By Edmond Y. Azadian
Turkey was the “sick man” of Europe throughout the 19th century. That sickness transformed over time and changed character with succeeding regime changes in Turkey: Ottoman, Ittihadist, Republican and today Islamist. But Turkish society remained sick and that is the main reason that the country is agonizing at the gates of Europe, its destiny hanging in the air.
It is one thing when the victims of the “sick man” identify the nature of that sickness but it is completely something else when the Turks themselves realize the source of the sickness as they try to seek remedies for the ailment.

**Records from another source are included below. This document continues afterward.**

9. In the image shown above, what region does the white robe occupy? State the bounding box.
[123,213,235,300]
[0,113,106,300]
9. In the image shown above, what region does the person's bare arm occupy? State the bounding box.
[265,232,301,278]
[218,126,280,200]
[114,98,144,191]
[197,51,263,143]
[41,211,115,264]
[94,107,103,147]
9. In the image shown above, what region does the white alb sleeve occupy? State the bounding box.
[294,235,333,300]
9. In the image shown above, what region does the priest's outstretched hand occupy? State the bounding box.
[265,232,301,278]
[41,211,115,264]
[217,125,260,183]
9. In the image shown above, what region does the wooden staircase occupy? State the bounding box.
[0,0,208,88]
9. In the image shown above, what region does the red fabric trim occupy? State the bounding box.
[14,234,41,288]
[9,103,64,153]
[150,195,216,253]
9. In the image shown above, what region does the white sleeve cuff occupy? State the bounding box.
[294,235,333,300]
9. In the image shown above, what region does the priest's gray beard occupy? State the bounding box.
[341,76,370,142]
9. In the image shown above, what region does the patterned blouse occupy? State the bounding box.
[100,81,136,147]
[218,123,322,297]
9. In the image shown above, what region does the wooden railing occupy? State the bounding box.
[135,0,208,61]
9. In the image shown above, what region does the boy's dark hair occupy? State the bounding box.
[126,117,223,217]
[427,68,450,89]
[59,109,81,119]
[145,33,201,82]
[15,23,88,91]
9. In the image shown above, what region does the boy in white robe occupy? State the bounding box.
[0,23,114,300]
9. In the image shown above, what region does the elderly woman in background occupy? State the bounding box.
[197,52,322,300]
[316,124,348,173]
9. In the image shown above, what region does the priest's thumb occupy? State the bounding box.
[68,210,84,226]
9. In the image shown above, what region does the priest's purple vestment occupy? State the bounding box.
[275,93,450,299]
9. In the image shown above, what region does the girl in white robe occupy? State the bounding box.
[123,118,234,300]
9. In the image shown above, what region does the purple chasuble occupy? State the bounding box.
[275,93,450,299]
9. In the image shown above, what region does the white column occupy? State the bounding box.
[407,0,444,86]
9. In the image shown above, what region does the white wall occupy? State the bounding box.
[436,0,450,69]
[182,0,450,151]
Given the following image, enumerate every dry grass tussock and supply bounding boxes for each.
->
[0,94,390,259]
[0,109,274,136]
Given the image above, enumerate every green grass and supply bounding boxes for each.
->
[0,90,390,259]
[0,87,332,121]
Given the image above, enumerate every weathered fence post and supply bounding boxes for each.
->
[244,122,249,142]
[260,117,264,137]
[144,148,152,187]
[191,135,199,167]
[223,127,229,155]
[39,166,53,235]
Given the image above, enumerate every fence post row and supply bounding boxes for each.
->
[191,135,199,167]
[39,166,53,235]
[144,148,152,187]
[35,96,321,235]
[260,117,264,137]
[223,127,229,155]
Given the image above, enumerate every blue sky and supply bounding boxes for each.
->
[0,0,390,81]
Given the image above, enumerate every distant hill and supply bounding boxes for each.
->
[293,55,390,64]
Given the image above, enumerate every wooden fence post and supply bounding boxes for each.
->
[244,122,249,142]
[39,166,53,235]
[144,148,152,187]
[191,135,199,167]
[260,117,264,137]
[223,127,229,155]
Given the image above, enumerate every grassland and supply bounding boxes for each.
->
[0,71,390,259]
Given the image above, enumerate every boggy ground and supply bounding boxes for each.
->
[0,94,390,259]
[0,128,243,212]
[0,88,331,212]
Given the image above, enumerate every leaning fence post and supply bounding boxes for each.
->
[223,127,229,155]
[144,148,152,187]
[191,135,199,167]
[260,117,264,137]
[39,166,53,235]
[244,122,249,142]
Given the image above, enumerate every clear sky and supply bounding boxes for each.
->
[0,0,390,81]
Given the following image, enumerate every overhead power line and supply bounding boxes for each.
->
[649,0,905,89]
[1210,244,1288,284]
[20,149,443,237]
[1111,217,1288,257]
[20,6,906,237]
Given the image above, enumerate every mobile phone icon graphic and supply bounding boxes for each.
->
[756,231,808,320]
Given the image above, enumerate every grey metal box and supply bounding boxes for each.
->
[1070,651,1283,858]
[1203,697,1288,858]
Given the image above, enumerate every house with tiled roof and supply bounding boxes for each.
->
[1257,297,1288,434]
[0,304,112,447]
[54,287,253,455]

It is this kind of realization — actually a revelation — that is brought to light by a prominent Turkish author and activist Erol Özkoray in a book in French titled Turquie: Le Putsh Permanent, published recently by the Chobanian Institute, soon to be translated into English by the Armenian Rights Council of America.
The Chobanian Institute was founded in Paris, by Jean Varoujan Sirapian, the former chairman of the ADL Chapter in Paris, on the 50th anniversary of Arshag Chobanian’s death and on the eve of European Union/Turkey negotiations. Ever since, the institute has published several scholarly volumes; it has developed contacts with senators and parliament members and above all, it has supplied scholarly documents to the French Parliamentarians working towards the passage of the Armenian Genocide resolution in that body.
Ashag Chobanian was a one-man committee for the Armenian cause in France. He single-handedly exposed to the European leaders the plight of the Armenian people in the Ottoman Empire before the Genocide and its rights afterwards. He enlisted prominent French thinkers in favor of the Armenian cause, such as Anatole France, Jean Jaures and others.